Senator Murray, a longtime congressional leader on health care and public health issues, has been consistently holding Trump’s Department of Health and Human Services accountable. Murray has been a leader in raising the alarm over RFK Jr.’s nomination and handling of HHS since the beginning—speaking out on the Senate floor, holding numerous eventsraising the alarm after meeting with him, and hammering the threat he poses to Americans’ health nonstop.

She spoke out forcefully against RFK Jr.’s ousting of the entire ACIP panel, including one ACIP member from Washington state. Senator Murray has held countless events across Washington state and in Washington, D.C. with doctors, patients, and former HHS officials to lift up how Trump and Republicans’ attacks on health care will be devastating for families. In early September, Senator Murray took to the Senate floor to reiterate her call for RFK Jr. to be fired after he pushed former CDC Director Susan Monarez out of her job for refusing to rubber-stamp vaccine recommendations without evidence.

On September 8th, Senator Murray called on Chairman Cassidy to compel RFK Jr. to testify publicly before the HELP Committee. At the September 17th HELP Committee hearing with former CDC Director Susan Monarez and former CDC Chief Medical Officer Dr. Deb Houry, Senator Murray pressed both witnesses on whether they would feel confident telling parents to trust ACIP’s vaccine recommendations now, after RFK Jr. purged the entire panel of experts and replaced them with unqualified anti-vaccine skeptics—Former CDC Director Monarez replied that she would be “very nervous” to tell parents to trust any recommendations coming from the new ACIP panel. Senator Murray also requested in September an independent, comprehensive Inspector General review by the HHS Acting Inspector General of recent actions taken at HHS to limit access to vaccines, and recent personnel changes at the CDC. In December, she spoke out against ACIP’s vote to end the recommendation of vaccinating all newborns for hepatitis B at birth, without any new evidence prompting the change. Murray continues to press Republican leadership to compel RFK Jr. to answer publicly before the HELP Committee for his nonstop assault on America’s public health infrastructure.

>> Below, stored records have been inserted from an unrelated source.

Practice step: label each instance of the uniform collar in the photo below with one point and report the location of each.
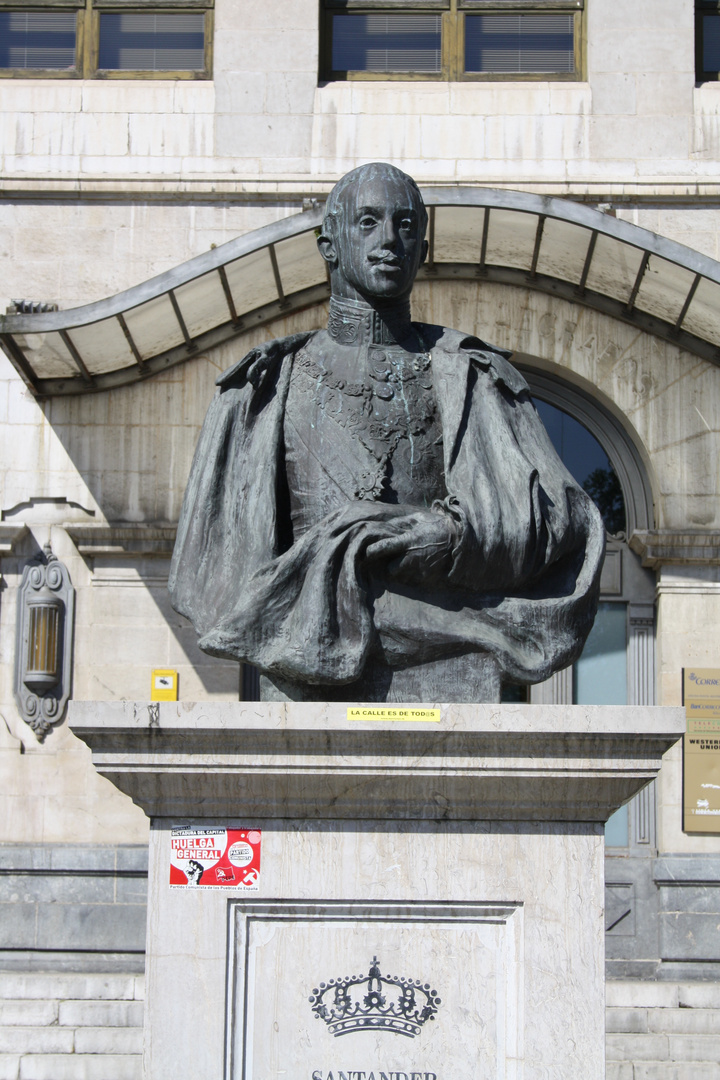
(355, 322)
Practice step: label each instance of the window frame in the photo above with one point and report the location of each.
(87, 37)
(452, 41)
(704, 8)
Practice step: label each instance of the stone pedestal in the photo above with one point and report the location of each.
(429, 904)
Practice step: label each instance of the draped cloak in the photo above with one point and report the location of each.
(524, 581)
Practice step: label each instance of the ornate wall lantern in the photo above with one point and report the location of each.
(43, 646)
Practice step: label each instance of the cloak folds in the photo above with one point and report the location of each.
(525, 576)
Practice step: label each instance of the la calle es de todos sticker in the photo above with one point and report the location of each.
(215, 858)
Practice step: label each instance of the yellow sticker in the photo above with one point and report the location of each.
(389, 713)
(163, 686)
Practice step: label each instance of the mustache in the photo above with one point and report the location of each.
(382, 256)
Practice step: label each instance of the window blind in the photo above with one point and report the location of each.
(519, 43)
(38, 39)
(386, 43)
(138, 41)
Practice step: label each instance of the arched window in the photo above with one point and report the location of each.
(617, 664)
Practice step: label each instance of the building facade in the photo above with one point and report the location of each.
(163, 167)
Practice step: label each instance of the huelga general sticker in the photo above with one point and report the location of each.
(215, 858)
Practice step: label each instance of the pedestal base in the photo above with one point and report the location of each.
(429, 904)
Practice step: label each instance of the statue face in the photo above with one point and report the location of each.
(379, 243)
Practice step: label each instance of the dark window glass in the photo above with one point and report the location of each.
(710, 42)
(507, 44)
(583, 456)
(386, 43)
(38, 39)
(135, 41)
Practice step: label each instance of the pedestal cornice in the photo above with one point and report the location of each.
(479, 763)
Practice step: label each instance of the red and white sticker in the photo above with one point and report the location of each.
(215, 858)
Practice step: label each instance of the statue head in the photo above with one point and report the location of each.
(372, 234)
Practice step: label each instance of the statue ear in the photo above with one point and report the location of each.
(326, 248)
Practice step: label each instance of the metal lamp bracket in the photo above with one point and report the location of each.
(43, 643)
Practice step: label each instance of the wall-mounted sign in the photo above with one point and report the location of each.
(163, 686)
(701, 694)
(393, 713)
(701, 799)
(215, 858)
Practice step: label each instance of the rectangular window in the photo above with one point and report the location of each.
(707, 40)
(519, 44)
(136, 41)
(38, 39)
(451, 39)
(105, 39)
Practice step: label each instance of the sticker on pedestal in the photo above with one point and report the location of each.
(215, 858)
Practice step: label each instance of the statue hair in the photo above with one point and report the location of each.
(335, 204)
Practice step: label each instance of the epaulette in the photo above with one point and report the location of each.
(259, 361)
(494, 361)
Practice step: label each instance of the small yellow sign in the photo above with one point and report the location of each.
(164, 685)
(391, 713)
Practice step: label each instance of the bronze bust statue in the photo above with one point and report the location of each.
(375, 511)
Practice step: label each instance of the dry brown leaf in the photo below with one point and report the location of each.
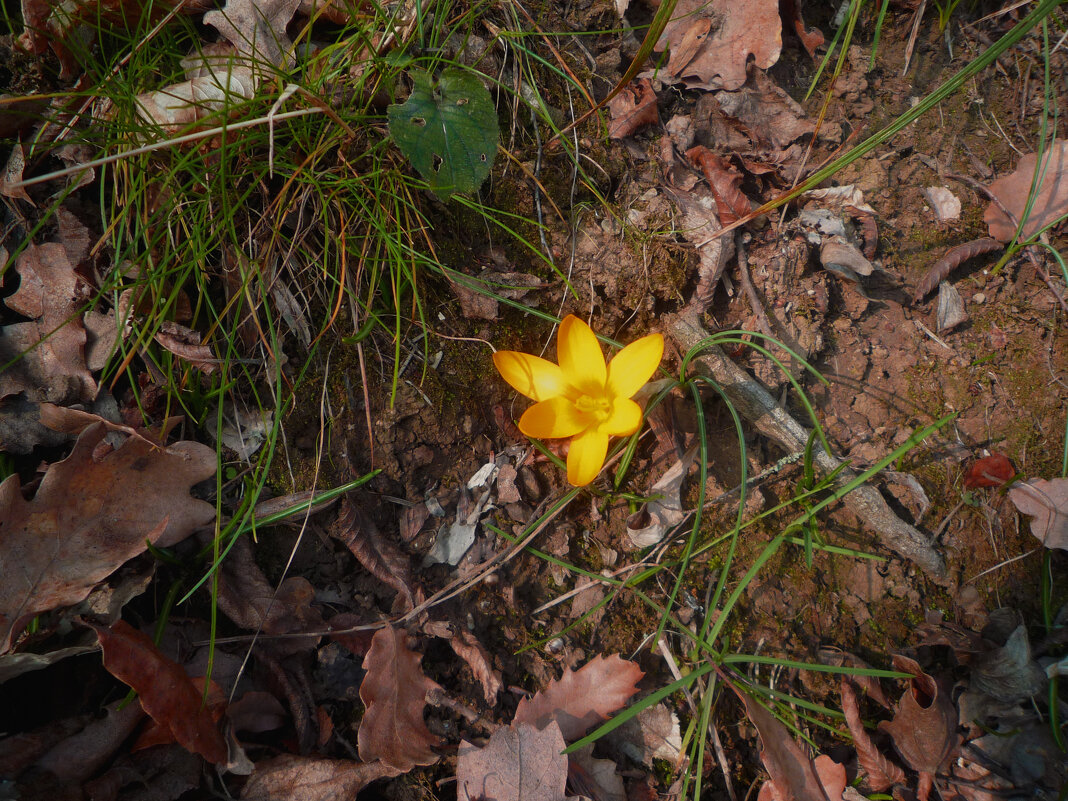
(792, 773)
(924, 729)
(250, 601)
(1051, 198)
(163, 689)
(394, 692)
(881, 772)
(44, 358)
(288, 776)
(89, 516)
(634, 107)
(580, 700)
(186, 344)
(468, 648)
(724, 179)
(768, 113)
(381, 558)
(256, 28)
(10, 182)
(520, 763)
(711, 42)
(1047, 503)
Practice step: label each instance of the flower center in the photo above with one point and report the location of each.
(599, 407)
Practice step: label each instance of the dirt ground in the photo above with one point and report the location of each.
(889, 372)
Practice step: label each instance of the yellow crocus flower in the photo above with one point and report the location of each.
(582, 397)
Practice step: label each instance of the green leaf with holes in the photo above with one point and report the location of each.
(448, 129)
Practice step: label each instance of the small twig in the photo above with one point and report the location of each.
(747, 285)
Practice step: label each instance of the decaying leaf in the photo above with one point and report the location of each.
(309, 779)
(653, 734)
(880, 771)
(472, 652)
(163, 689)
(394, 692)
(381, 558)
(634, 107)
(724, 179)
(44, 357)
(249, 600)
(186, 344)
(792, 773)
(217, 78)
(520, 763)
(1051, 198)
(89, 516)
(710, 42)
(650, 523)
(580, 700)
(1008, 674)
(924, 728)
(990, 471)
(256, 28)
(830, 774)
(1047, 503)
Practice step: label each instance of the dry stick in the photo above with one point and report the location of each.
(754, 403)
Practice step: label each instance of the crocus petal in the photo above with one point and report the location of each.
(634, 365)
(530, 375)
(625, 420)
(554, 418)
(586, 456)
(580, 357)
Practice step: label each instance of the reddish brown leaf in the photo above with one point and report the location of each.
(1051, 198)
(163, 689)
(251, 602)
(711, 42)
(89, 517)
(881, 772)
(990, 471)
(44, 358)
(632, 108)
(186, 344)
(924, 729)
(954, 257)
(581, 700)
(287, 778)
(394, 692)
(381, 558)
(1047, 502)
(468, 648)
(792, 773)
(520, 763)
(724, 179)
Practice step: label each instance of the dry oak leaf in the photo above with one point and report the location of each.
(89, 516)
(44, 357)
(165, 690)
(580, 700)
(309, 779)
(394, 691)
(1047, 502)
(1051, 198)
(632, 108)
(924, 728)
(256, 28)
(520, 763)
(711, 41)
(792, 773)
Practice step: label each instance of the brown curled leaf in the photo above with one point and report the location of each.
(953, 258)
(881, 772)
(869, 231)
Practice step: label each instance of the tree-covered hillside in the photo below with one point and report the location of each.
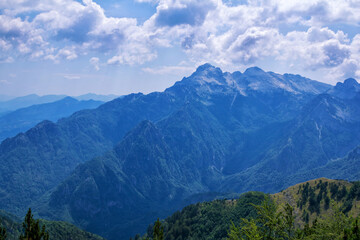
(57, 230)
(317, 209)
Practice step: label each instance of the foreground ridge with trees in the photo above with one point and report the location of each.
(317, 209)
(39, 229)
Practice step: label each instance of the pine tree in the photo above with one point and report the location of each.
(2, 233)
(158, 231)
(31, 228)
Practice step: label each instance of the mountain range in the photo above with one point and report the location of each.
(23, 119)
(8, 104)
(114, 169)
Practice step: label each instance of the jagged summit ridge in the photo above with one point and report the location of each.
(210, 78)
(346, 90)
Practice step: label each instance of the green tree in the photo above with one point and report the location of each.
(288, 220)
(31, 229)
(2, 233)
(158, 233)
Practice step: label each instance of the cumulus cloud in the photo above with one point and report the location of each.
(169, 70)
(297, 31)
(94, 61)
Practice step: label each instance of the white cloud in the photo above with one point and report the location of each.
(169, 70)
(72, 76)
(94, 61)
(225, 34)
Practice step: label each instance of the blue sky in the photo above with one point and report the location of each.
(107, 46)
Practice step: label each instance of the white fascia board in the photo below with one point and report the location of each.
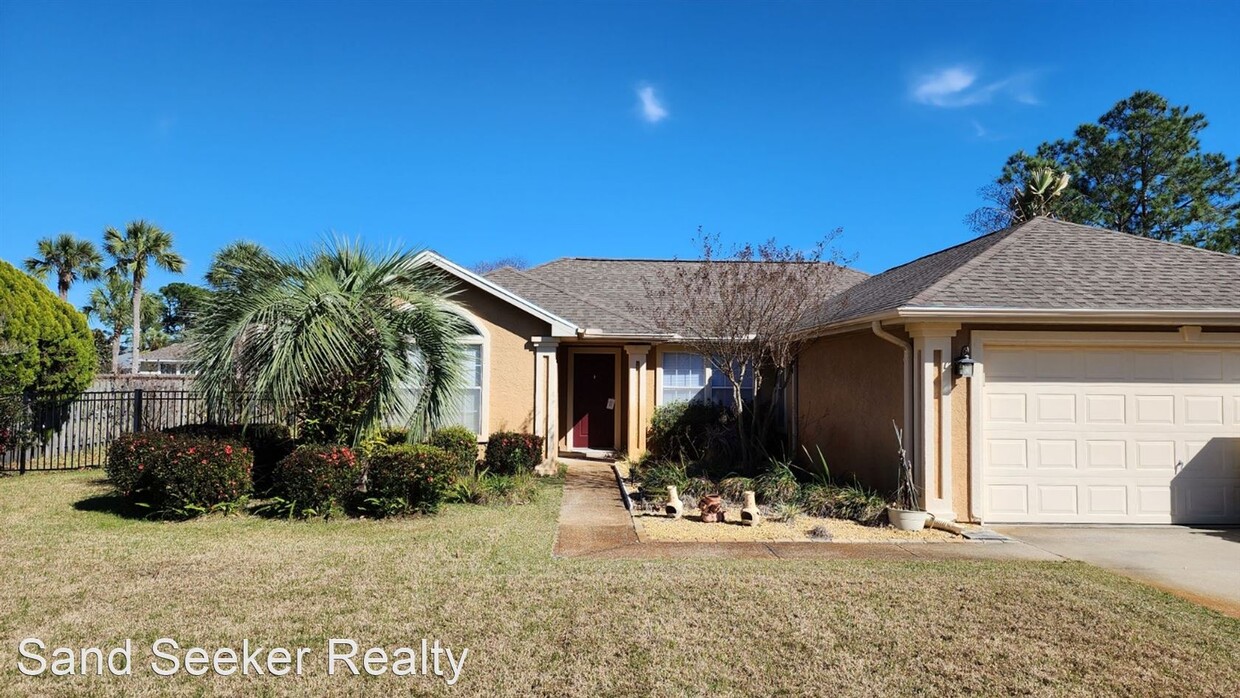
(1173, 316)
(559, 327)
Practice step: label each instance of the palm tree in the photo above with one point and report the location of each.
(70, 257)
(134, 251)
(109, 304)
(345, 337)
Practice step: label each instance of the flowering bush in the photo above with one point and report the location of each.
(510, 453)
(408, 479)
(180, 476)
(316, 480)
(269, 443)
(460, 444)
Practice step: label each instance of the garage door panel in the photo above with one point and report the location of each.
(1111, 435)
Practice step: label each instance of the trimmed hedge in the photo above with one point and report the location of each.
(408, 479)
(269, 443)
(180, 476)
(511, 453)
(690, 430)
(316, 480)
(460, 444)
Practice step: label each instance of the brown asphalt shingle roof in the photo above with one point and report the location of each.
(1052, 265)
(610, 294)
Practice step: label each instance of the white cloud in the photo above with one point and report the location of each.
(959, 87)
(652, 109)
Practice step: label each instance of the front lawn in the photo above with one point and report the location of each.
(482, 578)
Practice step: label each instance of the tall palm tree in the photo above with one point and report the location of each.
(134, 251)
(345, 337)
(70, 257)
(109, 304)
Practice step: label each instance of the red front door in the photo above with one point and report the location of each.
(594, 401)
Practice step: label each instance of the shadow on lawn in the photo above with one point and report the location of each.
(113, 503)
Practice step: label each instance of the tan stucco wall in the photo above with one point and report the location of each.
(850, 389)
(510, 358)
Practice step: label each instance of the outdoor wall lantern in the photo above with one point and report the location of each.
(965, 363)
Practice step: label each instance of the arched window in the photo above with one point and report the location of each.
(474, 397)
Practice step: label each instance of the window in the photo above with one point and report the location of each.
(688, 377)
(470, 414)
(470, 409)
(685, 377)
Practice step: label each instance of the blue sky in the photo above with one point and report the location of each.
(554, 129)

Senator Murray is a longtime leader in the fight to protect and expand access to reproductive health care. Over the course of her career, Senator Murray has fought to ensure widespread access to affordable birth control. She leads the Access to Birth Control Act, which would guarantee patients’ timely access to birth control at pharmacies nationwide—including by addressing pharmacists’ refusals to dispense contraception that prevent patients from obtaining their preferred form of birth control. She also pushed to ensure birth control was covered under the Affordable Care Act (ACA) and led the fight against the Supreme Court’s Hobby Lobby ruling. Senator Murray is widely credited with leading the fight to make Plan B available over the counter.

As a leading Congressional champion of efforts to expand maternal health care and improve access to care for pregnant women, Senator Murray introduced the Healthy Maternal and Obstetric Medicine (MOM) Act, which would ensure that all women eligible for coverage through the Affordable Care Act (ACA) insurance marketplaces, as well as women eligible for other individual or group health plan coverage, can access affordable health care coverage throughout their pregnancies. The bill would establish a special enrollment period (SEP) for expectant mothers. Currently, marriage, divorce, having a baby, adoption, and changing jobs are considered qualifying life events that trigger a special enrollment period; however, becoming pregnant is not considered a qualifying event. The Healthy MOM Act would change that.